Müslümanların geneline olan nasihat ise; şefkatle ve yumuşaklıkla onlara iyiliği emredip kötülüğü nehyetmek, din ve dünya işlerinde faydalı olan şeyleri onlara öğretmek, yol göstermek, onların menfaatine olan şeyleri yapmak, kendisi için istediğini onlara da istemek, kendisi için istemediğini onlara da istememek, yanlışlarını düzeltmek, ayıplarını örtmek, onları muhafaza etmek, eziyetleri onlardan uzaklaştırmak, dünyasına zarar verse dahi kederleriyle kederlenip sevinçleriyle sevinmek, büyüklerine saygı, küçüklerine sevgi beslemek; barış içinde olmalarını, birbirlerini sevmelerini ve Allah Teala’nın üzerlerindeki nimetlerinin devam etmesini istemek, düşmanlarına karşı onlara yardım etmek, onları kıskanmak ve aldatmaktan uzak durmak ve onları nasihatin bütün kısımlarında zikredilen tüm hususları ahlak edinmelerine teşvik etmektir. (a.g.e.)
Şah el Kirmani demiş ki: “Nasihatin alameti üç tanedir: Müslümanların başına gelen musibetlerle kalbin kederlenmesi, onlara çokça öğüt vermek ve hoşlarına gitmese dahi faydalı şeylerin yollarını onlara göstermektir.
İbn-i Allan ise şöyle demektedir: “Seleften öyle zatlar vardı ki, yaptıkları nasihat dünyalarına zarar verecek dereceye ulaşırdı.”
Hadis-i şeriften anladıklarımız:
1-Hadis-i şerifin beyan ettiği nasihatin; farz-ı ayn, farz-ı kifaye ve nafile olan kısımları vardır. Ancak halk dilinde meşhur olup irşad ve yol gösterme manasında olan nasihat ise farz-ı kifayedir.
2-Din kelimesi sözler için olduğu gibi ameller için de kullanılır.

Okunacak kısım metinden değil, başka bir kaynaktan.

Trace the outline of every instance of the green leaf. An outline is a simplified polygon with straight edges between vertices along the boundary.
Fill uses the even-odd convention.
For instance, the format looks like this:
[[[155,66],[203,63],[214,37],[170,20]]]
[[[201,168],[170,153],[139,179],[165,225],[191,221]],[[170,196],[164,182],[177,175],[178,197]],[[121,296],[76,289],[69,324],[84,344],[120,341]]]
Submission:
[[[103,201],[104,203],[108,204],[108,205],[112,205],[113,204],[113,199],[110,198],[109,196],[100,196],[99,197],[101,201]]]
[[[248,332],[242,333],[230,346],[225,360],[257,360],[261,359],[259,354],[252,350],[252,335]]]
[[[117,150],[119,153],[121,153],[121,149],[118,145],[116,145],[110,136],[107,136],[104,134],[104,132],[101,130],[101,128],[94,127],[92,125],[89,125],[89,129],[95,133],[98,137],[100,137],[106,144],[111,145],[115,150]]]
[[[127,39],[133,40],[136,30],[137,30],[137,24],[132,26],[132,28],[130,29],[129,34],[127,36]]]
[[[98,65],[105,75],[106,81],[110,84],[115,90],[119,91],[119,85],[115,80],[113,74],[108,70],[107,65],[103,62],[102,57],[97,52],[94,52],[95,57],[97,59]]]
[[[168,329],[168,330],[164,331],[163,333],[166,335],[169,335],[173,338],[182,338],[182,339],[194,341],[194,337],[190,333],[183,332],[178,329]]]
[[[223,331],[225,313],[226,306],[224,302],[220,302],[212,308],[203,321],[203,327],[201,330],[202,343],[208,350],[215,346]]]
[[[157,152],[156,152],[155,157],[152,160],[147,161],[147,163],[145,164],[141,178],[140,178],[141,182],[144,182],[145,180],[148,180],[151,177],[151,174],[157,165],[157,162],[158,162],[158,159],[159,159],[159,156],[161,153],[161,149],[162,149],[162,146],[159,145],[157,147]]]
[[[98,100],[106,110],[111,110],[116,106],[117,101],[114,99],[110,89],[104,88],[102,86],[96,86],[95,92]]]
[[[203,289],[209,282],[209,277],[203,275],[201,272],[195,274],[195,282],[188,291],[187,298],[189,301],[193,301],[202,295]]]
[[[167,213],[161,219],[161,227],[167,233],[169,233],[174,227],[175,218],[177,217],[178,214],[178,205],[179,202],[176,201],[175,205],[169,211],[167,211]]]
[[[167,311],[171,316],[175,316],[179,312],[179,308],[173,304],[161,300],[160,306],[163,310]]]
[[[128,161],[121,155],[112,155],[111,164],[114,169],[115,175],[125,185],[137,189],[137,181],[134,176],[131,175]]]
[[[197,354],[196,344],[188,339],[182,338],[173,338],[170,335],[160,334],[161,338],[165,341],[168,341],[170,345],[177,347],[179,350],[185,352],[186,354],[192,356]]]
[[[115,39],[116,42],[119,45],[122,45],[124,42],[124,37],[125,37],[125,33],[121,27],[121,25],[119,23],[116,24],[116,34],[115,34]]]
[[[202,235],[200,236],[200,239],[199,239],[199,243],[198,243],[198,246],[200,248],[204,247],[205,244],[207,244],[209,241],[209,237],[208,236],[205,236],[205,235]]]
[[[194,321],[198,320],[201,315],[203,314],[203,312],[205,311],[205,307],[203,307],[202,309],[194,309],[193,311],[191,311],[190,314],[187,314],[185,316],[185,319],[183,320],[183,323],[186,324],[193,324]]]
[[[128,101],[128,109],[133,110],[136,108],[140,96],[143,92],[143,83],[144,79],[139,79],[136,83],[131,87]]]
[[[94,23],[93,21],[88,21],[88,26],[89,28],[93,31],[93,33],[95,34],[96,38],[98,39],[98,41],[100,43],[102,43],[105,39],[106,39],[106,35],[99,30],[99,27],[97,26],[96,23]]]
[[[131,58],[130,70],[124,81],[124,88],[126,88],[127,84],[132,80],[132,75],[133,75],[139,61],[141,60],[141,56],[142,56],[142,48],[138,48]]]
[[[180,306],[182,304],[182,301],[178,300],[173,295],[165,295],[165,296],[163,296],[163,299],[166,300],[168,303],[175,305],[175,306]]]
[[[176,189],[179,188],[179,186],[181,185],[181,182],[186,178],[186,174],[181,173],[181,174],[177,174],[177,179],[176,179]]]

3-Nasihat veren kişi, farz-ı kifaye olan durumda nasihatinin kabul edileceğini ve kendisine bir zarar gelmeyeceğini biliyorsa ihtiyaç miktarı nasihat etmesi gerekir. Zarardan korkarsa nasihat edip etmemekte serbesttir.
4-Sahabelerin “Kime?” sorusundan anlaşılıyor ki bilmeyen kişinin dinini bilen bir alimden sorarak öğrenmesi gerekir.
5-Şari’ (Şer’i hüküm koyucu)’in mükellefler için hüküm ifade eden hitabının izahı, hitab vaktinden ihtiyaç zamanına kadar tehir edilebilir.
6-”Müslümanlar” kaydı çoğunluk içindir. Yoksa kâfir kimseye de; İslam’a davet etmek ve istişare ettiği zaman ona doğruyu söylemek suretiyle nasihat edilir.
Allah azze ve celle bizi nasihatten hakkıyla istifade edenlerden eylesin. Âmin.